The contact form carries an Art. 13 notice inline — a short sentence that names the purpose, links to the privacy policy, and makes clear that the submission is used to reply and nothing else. The careers page takes the simpler shape: email in, email out, no applicant-tracking system, no third-party recruiting tool in the chain. If you did not build a system to hold the data, you cannot leak the data you do not hold.

Underneath both surfaces sit the baseline hygiene pieces: a per-IP token bucket so a single actor cannot flood the endpoint, a honeypot field that silently discards the obvious bots, input validation that rejects bad shapes at the edge. None of that is exciting. All of it is the reason the production inbox stays usable.

German-speaking is a feature, not a translation job

There is a difference between a German page and a page translated into German. The German page uses the Sie-form throughout without apologizing for the register. It uses the terms that only read right if you have worked in the market — "Anbieterkennzeichnung", "Vertretungsberechtigte Person", "Haftung für Links", "Widerspruchsrecht". It leaves the tech words in English where they belong (Cookie, Header, Release, CSP) and keeps the legal words in German where they belong (DSGVO, TTDSG, Impressum).
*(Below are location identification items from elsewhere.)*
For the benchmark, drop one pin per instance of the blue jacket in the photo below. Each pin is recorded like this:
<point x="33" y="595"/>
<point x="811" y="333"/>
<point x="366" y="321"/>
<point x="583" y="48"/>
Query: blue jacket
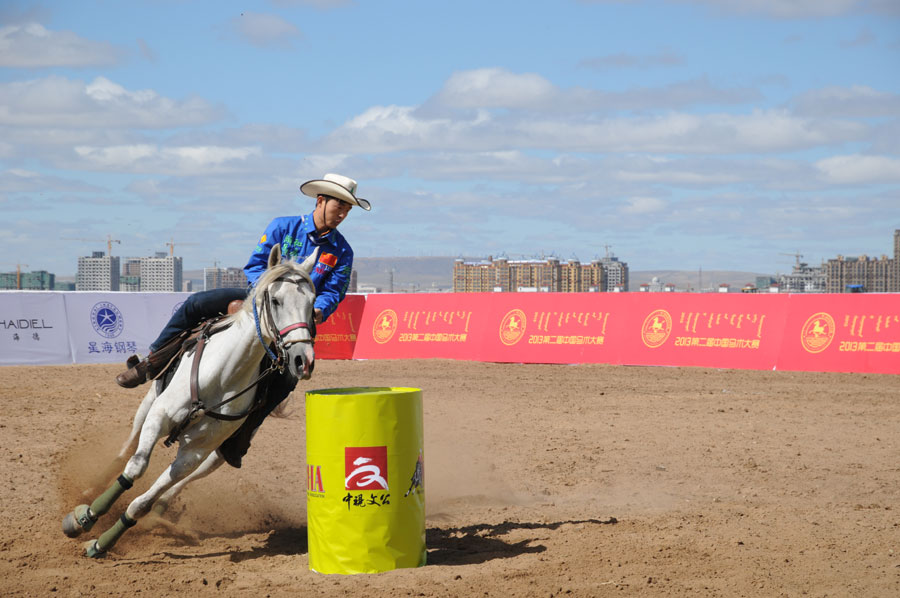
<point x="298" y="238"/>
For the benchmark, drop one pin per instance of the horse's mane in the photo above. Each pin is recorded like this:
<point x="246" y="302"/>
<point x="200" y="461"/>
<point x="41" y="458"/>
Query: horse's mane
<point x="267" y="278"/>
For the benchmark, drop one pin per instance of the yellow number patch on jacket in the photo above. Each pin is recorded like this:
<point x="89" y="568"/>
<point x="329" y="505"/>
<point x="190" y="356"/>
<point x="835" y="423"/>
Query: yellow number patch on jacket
<point x="328" y="259"/>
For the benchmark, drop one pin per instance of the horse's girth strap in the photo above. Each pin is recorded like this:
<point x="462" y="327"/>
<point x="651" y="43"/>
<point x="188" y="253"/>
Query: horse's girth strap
<point x="195" y="368"/>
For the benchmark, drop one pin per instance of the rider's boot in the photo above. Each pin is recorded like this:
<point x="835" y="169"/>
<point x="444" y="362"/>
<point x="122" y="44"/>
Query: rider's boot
<point x="136" y="374"/>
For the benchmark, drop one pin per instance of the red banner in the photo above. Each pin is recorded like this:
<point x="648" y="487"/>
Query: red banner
<point x="821" y="332"/>
<point x="417" y="326"/>
<point x="336" y="337"/>
<point x="567" y="328"/>
<point x="842" y="333"/>
<point x="703" y="329"/>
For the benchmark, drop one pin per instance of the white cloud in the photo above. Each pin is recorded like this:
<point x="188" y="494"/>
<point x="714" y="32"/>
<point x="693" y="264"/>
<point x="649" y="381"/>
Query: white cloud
<point x="499" y="88"/>
<point x="626" y="61"/>
<point x="265" y="30"/>
<point x="33" y="46"/>
<point x="320" y="4"/>
<point x="18" y="180"/>
<point x="397" y="128"/>
<point x="56" y="101"/>
<point x="785" y="9"/>
<point x="494" y="88"/>
<point x="146" y="158"/>
<point x="643" y="205"/>
<point x="859" y="169"/>
<point x="857" y="100"/>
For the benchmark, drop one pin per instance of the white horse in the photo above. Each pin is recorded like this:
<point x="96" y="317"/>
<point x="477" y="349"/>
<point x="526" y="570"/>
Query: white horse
<point x="279" y="313"/>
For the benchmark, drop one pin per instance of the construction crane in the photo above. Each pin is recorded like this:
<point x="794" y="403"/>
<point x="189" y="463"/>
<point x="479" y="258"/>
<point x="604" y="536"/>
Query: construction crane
<point x="19" y="276"/>
<point x="797" y="256"/>
<point x="171" y="246"/>
<point x="109" y="242"/>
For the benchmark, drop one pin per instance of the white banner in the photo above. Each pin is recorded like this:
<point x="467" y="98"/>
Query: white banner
<point x="107" y="327"/>
<point x="33" y="329"/>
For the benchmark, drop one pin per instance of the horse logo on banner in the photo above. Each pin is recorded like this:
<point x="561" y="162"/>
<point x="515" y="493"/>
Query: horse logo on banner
<point x="512" y="327"/>
<point x="656" y="328"/>
<point x="817" y="332"/>
<point x="385" y="326"/>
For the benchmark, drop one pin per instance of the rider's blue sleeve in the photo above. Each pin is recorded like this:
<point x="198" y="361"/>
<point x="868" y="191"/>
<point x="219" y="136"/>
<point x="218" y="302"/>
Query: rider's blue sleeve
<point x="335" y="286"/>
<point x="259" y="259"/>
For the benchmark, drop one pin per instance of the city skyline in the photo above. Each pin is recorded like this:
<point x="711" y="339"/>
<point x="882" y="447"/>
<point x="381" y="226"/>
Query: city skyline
<point x="684" y="133"/>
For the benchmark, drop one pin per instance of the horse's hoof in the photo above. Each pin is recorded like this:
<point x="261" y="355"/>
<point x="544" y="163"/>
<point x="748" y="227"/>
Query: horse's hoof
<point x="78" y="521"/>
<point x="92" y="550"/>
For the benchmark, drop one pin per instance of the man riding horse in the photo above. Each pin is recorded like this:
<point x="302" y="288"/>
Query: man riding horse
<point x="299" y="237"/>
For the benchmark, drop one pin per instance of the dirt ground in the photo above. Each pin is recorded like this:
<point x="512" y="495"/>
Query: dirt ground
<point x="541" y="480"/>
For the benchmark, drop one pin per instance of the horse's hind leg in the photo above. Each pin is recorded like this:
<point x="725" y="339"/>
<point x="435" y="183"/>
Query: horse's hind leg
<point x="114" y="467"/>
<point x="185" y="463"/>
<point x="83" y="517"/>
<point x="209" y="465"/>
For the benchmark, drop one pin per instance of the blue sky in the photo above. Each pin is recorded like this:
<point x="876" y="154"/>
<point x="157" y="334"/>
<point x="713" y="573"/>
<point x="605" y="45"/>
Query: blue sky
<point x="682" y="133"/>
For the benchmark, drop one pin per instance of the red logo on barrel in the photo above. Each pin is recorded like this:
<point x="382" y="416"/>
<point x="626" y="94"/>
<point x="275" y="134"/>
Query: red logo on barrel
<point x="365" y="468"/>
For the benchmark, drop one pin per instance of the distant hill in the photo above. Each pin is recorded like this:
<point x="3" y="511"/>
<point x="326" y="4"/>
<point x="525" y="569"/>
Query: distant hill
<point x="435" y="274"/>
<point x="427" y="273"/>
<point x="687" y="279"/>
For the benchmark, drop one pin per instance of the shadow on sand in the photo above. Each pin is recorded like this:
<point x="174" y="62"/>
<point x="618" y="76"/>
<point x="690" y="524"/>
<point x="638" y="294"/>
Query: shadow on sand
<point x="450" y="546"/>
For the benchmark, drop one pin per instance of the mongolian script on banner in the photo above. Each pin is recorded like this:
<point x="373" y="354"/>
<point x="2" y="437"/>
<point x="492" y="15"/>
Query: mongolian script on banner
<point x="723" y="330"/>
<point x="857" y="332"/>
<point x="339" y="328"/>
<point x="427" y="326"/>
<point x="567" y="328"/>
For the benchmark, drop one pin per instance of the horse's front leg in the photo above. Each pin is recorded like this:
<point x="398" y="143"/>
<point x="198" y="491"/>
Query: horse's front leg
<point x="186" y="462"/>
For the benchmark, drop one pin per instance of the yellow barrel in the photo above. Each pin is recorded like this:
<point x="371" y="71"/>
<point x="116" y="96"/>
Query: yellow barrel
<point x="365" y="490"/>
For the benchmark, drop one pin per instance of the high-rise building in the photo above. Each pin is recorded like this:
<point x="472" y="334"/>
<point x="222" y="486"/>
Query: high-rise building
<point x="547" y="275"/>
<point x="803" y="279"/>
<point x="100" y="272"/>
<point x="161" y="274"/>
<point x="865" y="274"/>
<point x="39" y="280"/>
<point x="616" y="274"/>
<point x="224" y="278"/>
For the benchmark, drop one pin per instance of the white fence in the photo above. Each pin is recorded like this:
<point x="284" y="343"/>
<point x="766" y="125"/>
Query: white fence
<point x="55" y="327"/>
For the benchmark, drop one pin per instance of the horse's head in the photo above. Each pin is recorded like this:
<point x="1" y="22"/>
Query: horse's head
<point x="286" y="296"/>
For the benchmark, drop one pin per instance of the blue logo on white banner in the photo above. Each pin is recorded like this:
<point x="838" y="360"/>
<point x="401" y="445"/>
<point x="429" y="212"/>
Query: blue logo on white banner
<point x="107" y="320"/>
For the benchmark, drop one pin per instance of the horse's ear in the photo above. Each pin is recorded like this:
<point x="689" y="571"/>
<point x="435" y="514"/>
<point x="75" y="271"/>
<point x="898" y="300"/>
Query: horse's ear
<point x="310" y="262"/>
<point x="275" y="255"/>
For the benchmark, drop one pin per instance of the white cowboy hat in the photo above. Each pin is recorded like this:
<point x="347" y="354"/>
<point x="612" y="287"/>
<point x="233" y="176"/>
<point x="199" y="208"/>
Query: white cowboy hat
<point x="335" y="185"/>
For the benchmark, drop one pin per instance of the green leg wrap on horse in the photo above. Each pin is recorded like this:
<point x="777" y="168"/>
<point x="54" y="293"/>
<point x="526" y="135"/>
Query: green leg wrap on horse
<point x="103" y="502"/>
<point x="112" y="535"/>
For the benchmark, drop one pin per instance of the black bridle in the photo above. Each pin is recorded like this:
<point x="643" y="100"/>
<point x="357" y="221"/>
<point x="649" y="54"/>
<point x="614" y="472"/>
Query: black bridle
<point x="279" y="355"/>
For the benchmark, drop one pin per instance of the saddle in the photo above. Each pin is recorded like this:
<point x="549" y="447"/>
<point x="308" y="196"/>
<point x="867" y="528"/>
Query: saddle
<point x="162" y="362"/>
<point x="270" y="390"/>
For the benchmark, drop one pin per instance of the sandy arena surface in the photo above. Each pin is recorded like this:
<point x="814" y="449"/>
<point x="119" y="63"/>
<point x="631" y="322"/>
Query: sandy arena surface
<point x="541" y="480"/>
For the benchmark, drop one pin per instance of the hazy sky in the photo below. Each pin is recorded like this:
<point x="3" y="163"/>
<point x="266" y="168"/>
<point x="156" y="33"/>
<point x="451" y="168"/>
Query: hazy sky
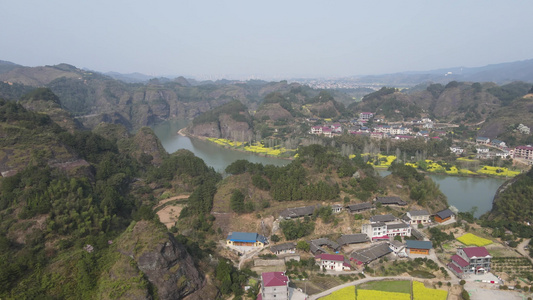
<point x="265" y="38"/>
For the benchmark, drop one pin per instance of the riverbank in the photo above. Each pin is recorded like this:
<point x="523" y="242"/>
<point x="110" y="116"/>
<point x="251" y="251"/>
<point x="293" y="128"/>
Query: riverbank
<point x="255" y="149"/>
<point x="379" y="162"/>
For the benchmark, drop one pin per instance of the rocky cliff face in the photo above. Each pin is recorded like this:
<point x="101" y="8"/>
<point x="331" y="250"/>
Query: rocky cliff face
<point x="274" y="112"/>
<point x="164" y="262"/>
<point x="225" y="128"/>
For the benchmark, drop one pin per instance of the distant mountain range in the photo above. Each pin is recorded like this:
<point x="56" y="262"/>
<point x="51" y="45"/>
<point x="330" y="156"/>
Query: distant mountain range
<point x="498" y="73"/>
<point x="501" y="73"/>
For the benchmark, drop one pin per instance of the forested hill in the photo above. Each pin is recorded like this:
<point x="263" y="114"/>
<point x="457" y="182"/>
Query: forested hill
<point x="76" y="217"/>
<point x="96" y="98"/>
<point x="514" y="200"/>
<point x="322" y="174"/>
<point x="495" y="110"/>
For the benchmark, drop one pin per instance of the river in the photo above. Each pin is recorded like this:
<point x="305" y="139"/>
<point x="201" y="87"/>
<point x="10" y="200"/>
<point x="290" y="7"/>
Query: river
<point x="214" y="156"/>
<point x="462" y="192"/>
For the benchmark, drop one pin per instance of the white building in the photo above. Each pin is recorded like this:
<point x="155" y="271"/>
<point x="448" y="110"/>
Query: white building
<point x="418" y="216"/>
<point x="275" y="286"/>
<point x="334" y="262"/>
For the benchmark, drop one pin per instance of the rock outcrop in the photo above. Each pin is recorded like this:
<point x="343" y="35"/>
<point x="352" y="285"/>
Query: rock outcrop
<point x="225" y="128"/>
<point x="164" y="262"/>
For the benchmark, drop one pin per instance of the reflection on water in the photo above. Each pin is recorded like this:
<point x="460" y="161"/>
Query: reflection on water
<point x="217" y="157"/>
<point x="462" y="192"/>
<point x="466" y="192"/>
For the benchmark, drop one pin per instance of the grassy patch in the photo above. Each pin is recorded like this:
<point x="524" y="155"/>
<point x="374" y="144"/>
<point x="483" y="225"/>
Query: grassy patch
<point x="420" y="292"/>
<point x="347" y="293"/>
<point x="497" y="171"/>
<point x="387" y="286"/>
<point x="380" y="295"/>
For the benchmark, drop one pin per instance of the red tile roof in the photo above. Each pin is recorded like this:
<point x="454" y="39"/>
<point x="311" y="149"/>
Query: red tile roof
<point x="334" y="257"/>
<point x="459" y="260"/>
<point x="274" y="279"/>
<point x="476" y="252"/>
<point x="451" y="265"/>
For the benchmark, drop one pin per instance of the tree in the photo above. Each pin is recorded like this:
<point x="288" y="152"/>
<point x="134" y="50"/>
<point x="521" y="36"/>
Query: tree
<point x="303" y="245"/>
<point x="237" y="201"/>
<point x="275" y="238"/>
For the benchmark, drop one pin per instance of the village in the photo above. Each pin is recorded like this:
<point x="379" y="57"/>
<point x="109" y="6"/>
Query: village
<point x="387" y="246"/>
<point x="377" y="128"/>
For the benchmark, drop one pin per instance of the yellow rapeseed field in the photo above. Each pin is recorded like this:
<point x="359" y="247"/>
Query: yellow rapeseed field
<point x="420" y="292"/>
<point x="473" y="240"/>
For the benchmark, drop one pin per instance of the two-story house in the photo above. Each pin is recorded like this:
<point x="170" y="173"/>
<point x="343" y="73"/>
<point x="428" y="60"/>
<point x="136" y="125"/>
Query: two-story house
<point x="375" y="231"/>
<point x="246" y="240"/>
<point x="471" y="260"/>
<point x="275" y="286"/>
<point x="335" y="262"/>
<point x="384" y="231"/>
<point x="418" y="216"/>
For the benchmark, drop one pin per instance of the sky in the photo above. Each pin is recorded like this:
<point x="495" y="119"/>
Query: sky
<point x="265" y="39"/>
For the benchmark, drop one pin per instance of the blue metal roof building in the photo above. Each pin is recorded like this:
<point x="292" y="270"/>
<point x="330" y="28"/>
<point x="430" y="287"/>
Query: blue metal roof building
<point x="418" y="244"/>
<point x="246" y="237"/>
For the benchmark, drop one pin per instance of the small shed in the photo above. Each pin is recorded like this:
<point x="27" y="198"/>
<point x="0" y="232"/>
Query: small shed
<point x="418" y="247"/>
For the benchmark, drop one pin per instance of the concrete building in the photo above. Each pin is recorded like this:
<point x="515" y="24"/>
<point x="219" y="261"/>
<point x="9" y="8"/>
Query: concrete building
<point x="418" y="247"/>
<point x="246" y="239"/>
<point x="332" y="262"/>
<point x="444" y="215"/>
<point x="471" y="260"/>
<point x="418" y="217"/>
<point x="275" y="286"/>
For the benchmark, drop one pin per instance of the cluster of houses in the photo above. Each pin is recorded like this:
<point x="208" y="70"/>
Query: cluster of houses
<point x="522" y="152"/>
<point x="395" y="131"/>
<point x="378" y="233"/>
<point x="483" y="152"/>
<point x="470" y="260"/>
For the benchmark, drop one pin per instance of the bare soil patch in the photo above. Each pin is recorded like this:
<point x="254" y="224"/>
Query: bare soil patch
<point x="169" y="214"/>
<point x="162" y="202"/>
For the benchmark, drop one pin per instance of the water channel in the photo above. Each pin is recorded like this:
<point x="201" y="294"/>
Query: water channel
<point x="462" y="192"/>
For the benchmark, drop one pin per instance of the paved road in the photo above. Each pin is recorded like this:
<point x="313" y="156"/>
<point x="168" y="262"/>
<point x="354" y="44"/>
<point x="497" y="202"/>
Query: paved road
<point x="521" y="250"/>
<point x="357" y="282"/>
<point x="248" y="255"/>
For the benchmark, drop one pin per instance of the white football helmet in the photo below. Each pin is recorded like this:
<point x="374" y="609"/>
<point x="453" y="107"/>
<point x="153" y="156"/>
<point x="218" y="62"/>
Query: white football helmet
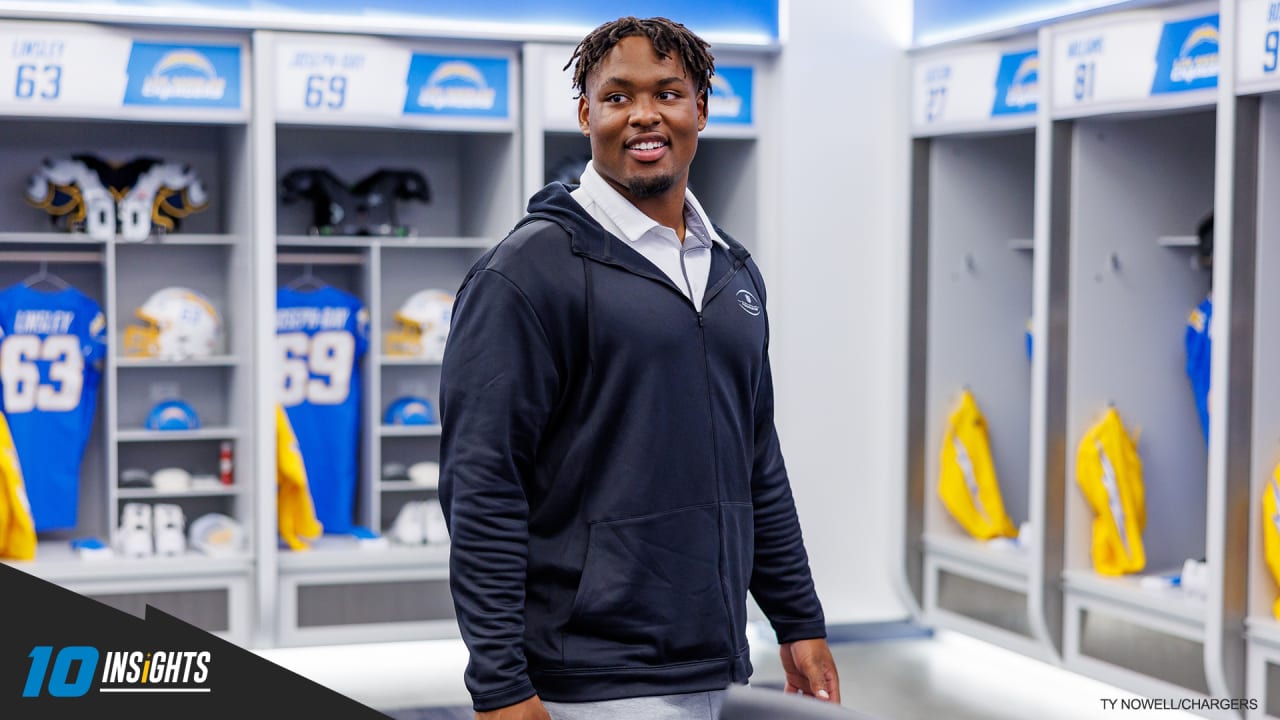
<point x="421" y="326"/>
<point x="179" y="323"/>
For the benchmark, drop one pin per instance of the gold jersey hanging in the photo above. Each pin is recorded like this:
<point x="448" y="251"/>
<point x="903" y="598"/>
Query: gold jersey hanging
<point x="1109" y="470"/>
<point x="967" y="478"/>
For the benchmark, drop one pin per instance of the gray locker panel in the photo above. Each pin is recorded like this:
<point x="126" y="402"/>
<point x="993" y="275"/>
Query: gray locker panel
<point x="350" y="277"/>
<point x="210" y="150"/>
<point x="979" y="301"/>
<point x="356" y="604"/>
<point x="1136" y="181"/>
<point x="984" y="602"/>
<point x="406" y="270"/>
<point x="1157" y="655"/>
<point x="560" y="145"/>
<point x="209" y="610"/>
<point x="725" y="177"/>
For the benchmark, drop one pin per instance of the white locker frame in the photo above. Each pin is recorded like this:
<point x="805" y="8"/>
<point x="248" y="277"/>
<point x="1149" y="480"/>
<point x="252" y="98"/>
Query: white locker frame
<point x="119" y="579"/>
<point x="1252" y="158"/>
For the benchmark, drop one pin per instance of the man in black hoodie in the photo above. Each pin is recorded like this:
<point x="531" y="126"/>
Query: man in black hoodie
<point x="611" y="472"/>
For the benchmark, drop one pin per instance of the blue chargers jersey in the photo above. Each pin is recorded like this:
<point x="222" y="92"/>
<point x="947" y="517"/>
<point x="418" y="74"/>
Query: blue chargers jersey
<point x="321" y="336"/>
<point x="1198" y="352"/>
<point x="51" y="349"/>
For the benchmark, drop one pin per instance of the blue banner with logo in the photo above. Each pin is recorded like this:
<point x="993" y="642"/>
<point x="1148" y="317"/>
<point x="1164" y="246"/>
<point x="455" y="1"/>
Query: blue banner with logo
<point x="449" y="85"/>
<point x="748" y="21"/>
<point x="731" y="96"/>
<point x="937" y="21"/>
<point x="1188" y="55"/>
<point x="1016" y="83"/>
<point x="184" y="76"/>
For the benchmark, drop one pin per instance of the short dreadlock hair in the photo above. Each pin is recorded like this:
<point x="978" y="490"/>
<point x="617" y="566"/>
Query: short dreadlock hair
<point x="668" y="39"/>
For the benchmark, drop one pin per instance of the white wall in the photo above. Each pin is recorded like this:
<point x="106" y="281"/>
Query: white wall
<point x="836" y="281"/>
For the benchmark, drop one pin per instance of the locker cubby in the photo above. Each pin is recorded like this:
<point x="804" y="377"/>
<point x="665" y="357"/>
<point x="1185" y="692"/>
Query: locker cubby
<point x="973" y="201"/>
<point x="1138" y="187"/>
<point x="209" y="250"/>
<point x="471" y="167"/>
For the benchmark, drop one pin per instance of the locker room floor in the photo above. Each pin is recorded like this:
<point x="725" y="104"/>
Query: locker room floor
<point x="895" y="671"/>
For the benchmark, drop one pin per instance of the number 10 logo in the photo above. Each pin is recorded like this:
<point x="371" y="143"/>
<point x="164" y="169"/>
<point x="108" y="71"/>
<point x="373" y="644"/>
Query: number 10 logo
<point x="60" y="682"/>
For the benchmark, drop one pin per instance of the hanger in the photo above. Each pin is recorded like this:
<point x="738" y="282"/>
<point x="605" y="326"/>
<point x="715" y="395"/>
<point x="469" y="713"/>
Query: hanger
<point x="42" y="274"/>
<point x="306" y="281"/>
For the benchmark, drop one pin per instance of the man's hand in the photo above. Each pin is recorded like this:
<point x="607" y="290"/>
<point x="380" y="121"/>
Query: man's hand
<point x="810" y="669"/>
<point x="530" y="709"/>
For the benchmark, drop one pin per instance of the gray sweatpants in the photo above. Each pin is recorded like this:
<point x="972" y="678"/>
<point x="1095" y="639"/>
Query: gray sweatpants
<point x="690" y="706"/>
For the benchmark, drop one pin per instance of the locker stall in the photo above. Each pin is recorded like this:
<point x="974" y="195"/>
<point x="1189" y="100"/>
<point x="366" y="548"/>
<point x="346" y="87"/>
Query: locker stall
<point x="973" y="197"/>
<point x="199" y="153"/>
<point x="1132" y="153"/>
<point x="375" y="575"/>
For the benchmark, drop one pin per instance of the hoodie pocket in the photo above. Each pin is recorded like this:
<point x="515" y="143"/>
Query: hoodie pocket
<point x="650" y="593"/>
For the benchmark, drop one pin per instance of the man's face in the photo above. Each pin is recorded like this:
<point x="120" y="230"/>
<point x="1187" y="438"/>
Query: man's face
<point x="643" y="115"/>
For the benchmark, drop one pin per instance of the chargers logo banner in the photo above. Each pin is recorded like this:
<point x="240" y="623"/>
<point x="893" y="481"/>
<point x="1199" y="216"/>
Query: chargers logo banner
<point x="1188" y="57"/>
<point x="1016" y="83"/>
<point x="184" y="76"/>
<point x="731" y="96"/>
<point x="474" y="87"/>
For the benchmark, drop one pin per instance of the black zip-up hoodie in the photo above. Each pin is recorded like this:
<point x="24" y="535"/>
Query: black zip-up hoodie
<point x="609" y="470"/>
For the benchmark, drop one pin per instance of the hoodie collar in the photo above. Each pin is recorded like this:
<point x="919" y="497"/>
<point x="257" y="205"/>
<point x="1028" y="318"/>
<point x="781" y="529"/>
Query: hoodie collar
<point x="634" y="223"/>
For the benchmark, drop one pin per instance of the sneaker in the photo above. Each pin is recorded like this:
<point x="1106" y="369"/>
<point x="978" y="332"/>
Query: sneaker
<point x="133" y="538"/>
<point x="169" y="531"/>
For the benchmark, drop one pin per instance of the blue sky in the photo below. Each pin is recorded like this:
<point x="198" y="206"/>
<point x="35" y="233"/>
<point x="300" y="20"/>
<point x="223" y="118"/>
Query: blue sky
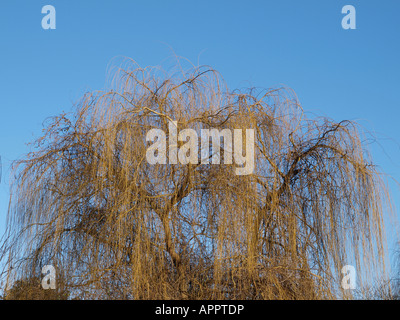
<point x="343" y="74"/>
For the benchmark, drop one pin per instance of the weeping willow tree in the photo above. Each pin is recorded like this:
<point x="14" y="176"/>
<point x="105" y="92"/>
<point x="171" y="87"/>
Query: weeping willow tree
<point x="87" y="200"/>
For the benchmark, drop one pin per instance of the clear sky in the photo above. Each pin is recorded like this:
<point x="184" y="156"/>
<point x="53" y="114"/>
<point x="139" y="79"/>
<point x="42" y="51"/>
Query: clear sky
<point x="343" y="74"/>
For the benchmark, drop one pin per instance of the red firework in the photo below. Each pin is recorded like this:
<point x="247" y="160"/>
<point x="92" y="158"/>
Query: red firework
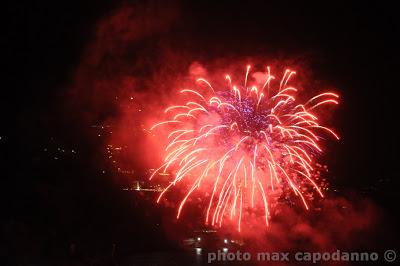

Machine translation gets ninety percent of a DSGVO page and embarrasses you on the remaining ten. The remaining ten is every place where the word choice carries a legal weight that does not survive a round-trip through a general-purpose model. That work is senior writing, done once, carefully.

What this buys you

The work described here is not a one-time project; it is a surface. A surface that ages well because the pieces reference each other cleanly — the sitemap iterates the same insights registry the feeds iterate, the Impressum sections mirror the statute they satisfy, the CSP report endpoint is a first-party route inside the same build. A surface that passes audits without a scramble because the checks are what the site is, not what the site owner puts on in front of the auditor. And a surface that signals to the German market that you showed up serious.

Most of this is the good kind of work — the kind that compounds.